I was relieved to see the merger between Comcast and Time Warner die, but we are still seeing consolidation in the cable industry and the largest companies are getting more powerful. There is very little positive that can be gained from the Time Warner and Charter merger. And it’s always been disturbing to see large ISPs that also own programming content. That alone gives Comcast a huge advantage over anybody that tries to compete against them.

I don’t know how anybody can undo the consolidation in this industry. The big companies have locked up the market and the cost to build new networks to compete against them is a major barrier to entry. But perhaps having new networks built by municipalities and other commercial providers will chip away at enough of the market over time to make a difference.

 

4 thoughts on “The Anti-Competitive US Marketplace

  1. 100 years ago Teddy Roosevelt was “trust busting”. Breaking monopoly power is neither new nor rocket science.

    • True, but it would be a lot harder to break up the big ISPs. Judge Greene tried that a few decades ago when he broke up the Bell System and all we got was seven little monopolists instead of one big one. And since they didn’t compete with each other each still maintained monopoly power within their footprint.

      And it would be the same thing today if you tried to break up Comcast or a big ISP. These ISPs are locally monopolies. I can’t imagine any way you could break up Comcast that would stop them from being the dominant broadband provider in any given city. Comcast’s dominance in a large city where there is no large fiber provider, or where there is one like Verizon FiOS where we see duopoly coopetition means that they would have the identical market power even if they were split into smaller ISPs.

      About the most that could be done would to separate Comcast from being a cable company and a programmer – a really large advantage over all competitors.

  2. Obama is such a hypocrite. While large companies do make it difficult for competitors, the Obama administration’s actions and policies have been a crushing, devastating barrier to entrepreneurs. And I am not just picking on his administration. Past administrations have done little to invigorate small businesses, but Obama took it to a whole new level.

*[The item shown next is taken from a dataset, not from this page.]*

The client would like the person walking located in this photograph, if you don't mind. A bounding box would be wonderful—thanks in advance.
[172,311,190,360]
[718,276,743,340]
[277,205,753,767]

    Also, I am still trying to figure out how placing broadband service under Title II regulation will result in more competition.

    • This is an industry board and so I won’t comment on your political views.

      But I see Title II as being an important tool to reign in the large ISPs. They were headed down a path to undertake practices that would have given them even more advantages over other competitors. For instance, the big companies are large enough that they could make signficant money selling the big data information they gather from customers – something that smaller ISPs can likely never monetize. And the FCC is using Title II to impose privacy regulations on them.

      The big ISPs were also headed down a path where they were going to give priority to certain kinds of traffic. We were headed toward having big ISPs like Comcast making deals with Facebook or large video content providers to somehow bundle that content into Comcast’s base data package for ‘free’ while charging data caps fees for other content. That kind of practice would have given Comcast a competitive advantage that smaller ISPs couldn’t match. But it also would have given a huge advantage to the few content providers they decided to bundle with, all to the detriment of content providers. Title II kills all of that kind of nonsense that the ISPs had in mind.